A defesa da argentina havia alegado anteriormente que as atitudes teriam sido "brincadeiras" direcionadas às amigas, argumento que foi rejeitado pela Justiça. As cenas das agressões, registradas pelas câmeras de segurança do local, viralizaram nas redes sociais e chegaram ao conhecimento do MPRJ.

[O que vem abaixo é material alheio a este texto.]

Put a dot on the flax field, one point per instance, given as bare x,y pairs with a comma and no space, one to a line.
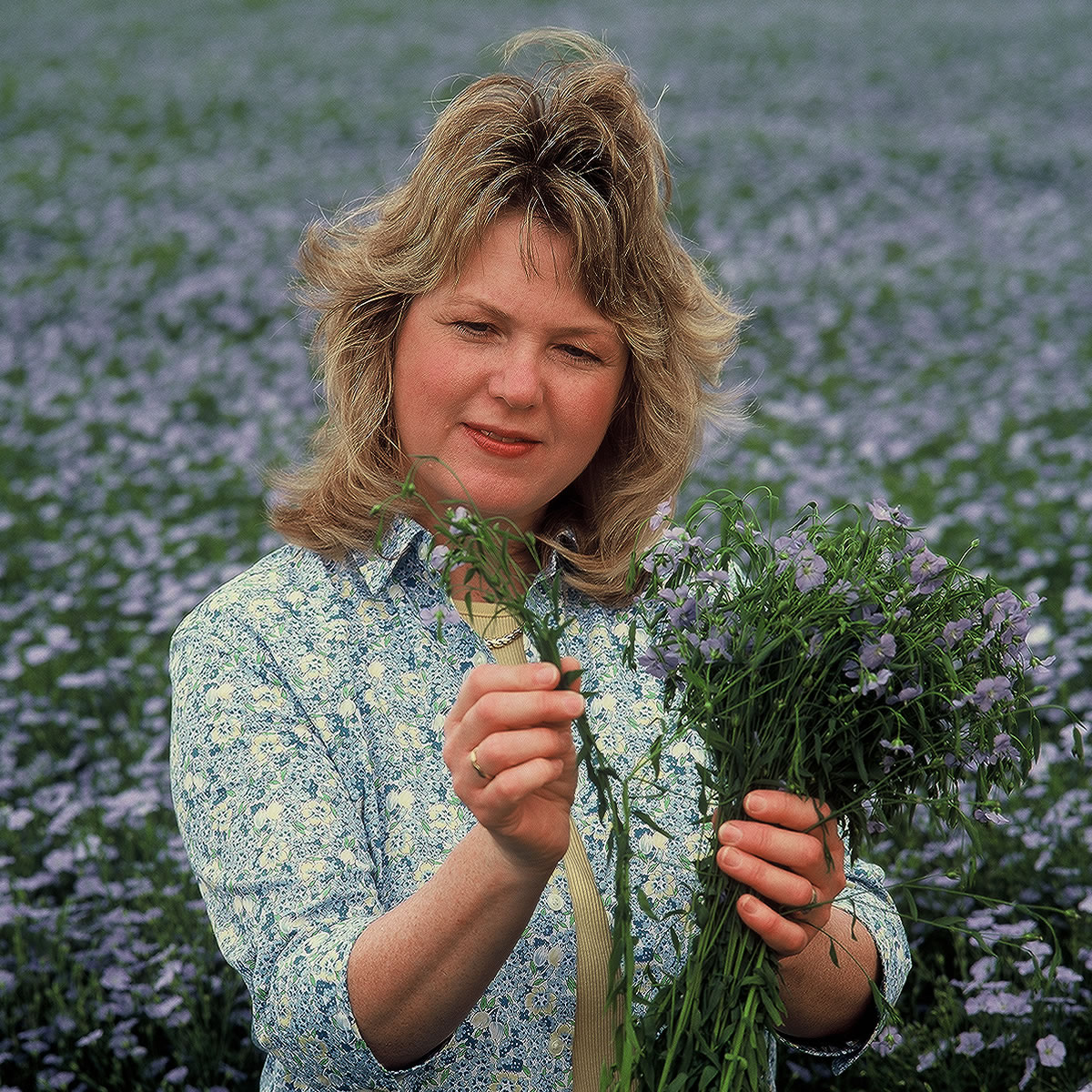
898,194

Medidas cautelares anteriores
Antes da prisão preventiva, a Justiça já havia imposto uma série de medidas cautelares à acusada. A pedido do Ministério Público, foi determinado o uso de tornozeleira eletrônica, a retenção do passaporte e a proibição de deixar o território nacional.
De acordo com a ação penal movida pelo MPRJ, a conduta de Agostina Paéz teve o "propósito de discriminá-lo e inferiorizá-lo em razão de sua raça e cor". As ofensas teriam continuado mesmo após a vítima alertá-la de que o comportamento configurava crime no Brasil.
Contexto e próximos passos
O crime de injúria racial, previsto no artigo 140, §3º, do Código Penal, tem pena de reclusão de um a três anos e multa. A decisão judicial destacou que, apesar das medidas cautelares já impostas, a prisão preventiva se fez necessária para garantir a ordem pública e a aplicação da lei.
O caso segue em tramitação na 37ª Vara Criminal do Rio de Janeiro. A defesa de Agostina Paéz pode recorrer da decisão que decretou sua prisão junto ao Tribunal de Justiça do Rio de Janeiro (TJRJ).